Tentu saja Allah melihat hati manusia (Ibr. 4:13), tetapi manusia tidak selalu mengetahui apa yang di dalam hatinya (Yer. 17:9). Alllah menggunakan Firman untuk menyanggupkan manusia melihat dosa dan ketidak percayaan yang ada di dalam hatinya. Firman itu menyingkapkan hati manuisa dan kemudian mempercayai Allah, Firman itu menyanggupkan hati untuk menaati Allah dan menuntut janji-janjinya. Itulah sebabnya mengapa setiap orang poercaya harus rajin mendengarkan dan memperhatikan Firman Allah. Dalam Firman itu manusia melihat Allah dan mengetahui bagaimana Allah melihat mereka. Manusia melihat dirinya sebagaimana adanya. Pengalaman itu menyanggupkan manusia untuk bersikap jujur dengan Allah, dan mempercayai kehendak-Nya dan mempercayai Dia. Semuanya itu dimungkinkan karena pekerjaan Yesus Kristus yang sudah selesai dengan sempurna. Allah berhenti dari segala pekerjaan-Nya ketika Ia selesai melakukan pekerjaan penciptaan. Anak Allah berhenti dari pekerjaan-Nya ketika Ia sudah menyelesaikan pekerjaan penciptaan yang baru. Kita dapat masuk ke tempat perhentian-Nya ketika kita mendengar dan menaati kehendak-Nya[24].

KESIMPULAN
Iman adalah syarat ke tempat perhentian. Namun dibalik itu harus tetap berwaspada supaya jangan ada yang ketinggalan dan tidak masuk ketempat perhentian. Iman dapat bertumbuh karena firman. Firman Allah dahsyat dan menyingkapkan hati manusia sehingga tidak ada yang tersembunyi di hadapan Allah




[1] J. Wesley Brill, Tafsiran Surat Ibrani (Bandung: Kalam Hidup, 2004), hal. 65.
[2] B.F. Drewes, dkk, Kunci Bahasa Yunani Perjanjian Baru (Jakarta: BPK Gunung Mulia, 2011), hal. 256.
[3] D. Guthrie, Tafsiran Alkitab Masa Kini (Jakarta: Yayasan Bina Kasih, 2012), hal. 740.
[4] Warren w. Wiersbe, Yakin di Dalam Kristus (Bandung: Kalam Hidup, 2008), hal.62.
[5] Op.cit, J. Wesley Brill, hal. 66.
[6] Ibid.
[7] Ibid.
[8] Ibid, hal. 67.
[9] Charles F. Pfeiffer, The Wycliffe Bible Commentary (Malang: Gandum Mas, 2008), hal. 937.
[10] Ibid, hal. 938.
[11] Op. Cit, Warren w. Wiersbe,  hal. 58.

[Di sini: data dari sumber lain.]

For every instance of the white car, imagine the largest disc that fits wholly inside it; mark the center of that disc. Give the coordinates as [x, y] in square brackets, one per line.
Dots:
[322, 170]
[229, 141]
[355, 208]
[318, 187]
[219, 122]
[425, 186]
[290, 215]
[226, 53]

[12] op. cit, Charles F. Pfeiffer, hal. 938.
[13] D. A. Carson, dkk,  New Bible Commentary (Nottingham: IVP, 2009), hal. 1330.
[14]Op. Cit,  Warren w. Wiersbe, hal. 58.
[15] Ibid, hal. 56.
[16] Op.cit. D. A. Carson, dkk,  hal. 1331.
[17] Op. cit, J. Wesley Brill, hal. 6.
[18] Op. Cit, D. Guthrie, hal. 740-741.
[19] Ibid.
[20] Op. cit, Charles F. Pfeiffer,  hal. 938.
[21] Op.cit, Warren w. Wiersbe, hal. 63.
[22] Op. cit, D. Guthrie, hal. 740
[23] Ibid, hal. 742.
[24] Op.cit, Warren w. Wiersbe, hal. 63-4.